Un effet visible de Jotuun 8 serait la réduction de la latence à l’inférence, donnée par la métrique « time to first token » (délai avant l’affichage du premier token de la réponse, ndlr), propre aux grands modèles de langage façon ChatGPT. « La latence dépend du réseau de neurones, du nombre de mots dans le prompt… explique Khaled Maalej. Mais pour un modèle Llama 3.1 à 405 milliards de paramètres, on serait autour du dixième de seconde, contre 0,5 à 0,8 secondes actuellement. »
L’emploi du conditionnel est justifié par le fait que Vsora ne dispose pas encore d’un exemplaire « silicium », c’est-à-dire d’une puce en bonne et due forme. Ce qui ne saurait tarder, selon la start-up : la production sera bientôt lancée dans les usines du taïwanais TSMC, avec un procédé de fabrication à 5 nanomètres, pour une disponibilité prévue en fin d’année.
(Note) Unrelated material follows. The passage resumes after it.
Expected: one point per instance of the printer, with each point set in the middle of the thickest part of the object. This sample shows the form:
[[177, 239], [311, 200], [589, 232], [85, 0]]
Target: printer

L'IA à la périphérie aussi dans le viseur
Jotuun 8 – il paraît que le directeur marketing de Vsora est un admirateur de la mythologie nordique - comportera, dans le même packaging, 8 cœurs de calcul et 8 puces mémoires à haute bande passante (HBM) d’une capacité totale de 288 Go, sous la forme de « chiplets » (puces désagrégées reliées par un interposeur). Elle s’apparente à une puce graphique (GPU), 100% programmable. Il n’y a pas non plus besoin d’un code de bas niveau pour l’exploiter de façon optimale, selon Khaled Maleej, qui fait référence à la « lourdeur » de la couche logicielle Cuda de Nvidia utilisée par les développeurs pour programmer les GPU de l'américain.
Reste que beaucoup de monde entend prendre sa part de gâteau sur le marché de l’inférence IA. Pas de quoi intimider Khaled Maalej : « Quand vous regardez la plateforme de benchmarking MLPerf (développée par MLCommons pour mesurer les performances en inférence, ndlr), Nvidia est numéro 1 ; AMD, malgré des performances supérieures sur le papier, est numéro 2 ; et les start-up telles que Grok et Cerebra, on ne les voit pas ! La proposition vraiment mature, c’est celle de Nvidia et notre but, avec cette levée, est de nous positionner par rapport à eux et à AMD ». Une concurrence à laquelle Vsora se frottera aussi sur le marché de l’IA à la périphérie (edge), en particulier celui de la voiture autonome, qui fait partie de sa feuille de route.
En corollaire de sa meilleure efficacité, Jotuun 8 serait à créditer d’une meilleure sobriété énergétique. « Notre puce serait moitié moins énergivore par requête d’IA », souligne Khaled Maalej. Une qualité bienvenue à l’heure où l’IA fait exploser la consommation énergétique des datacenters.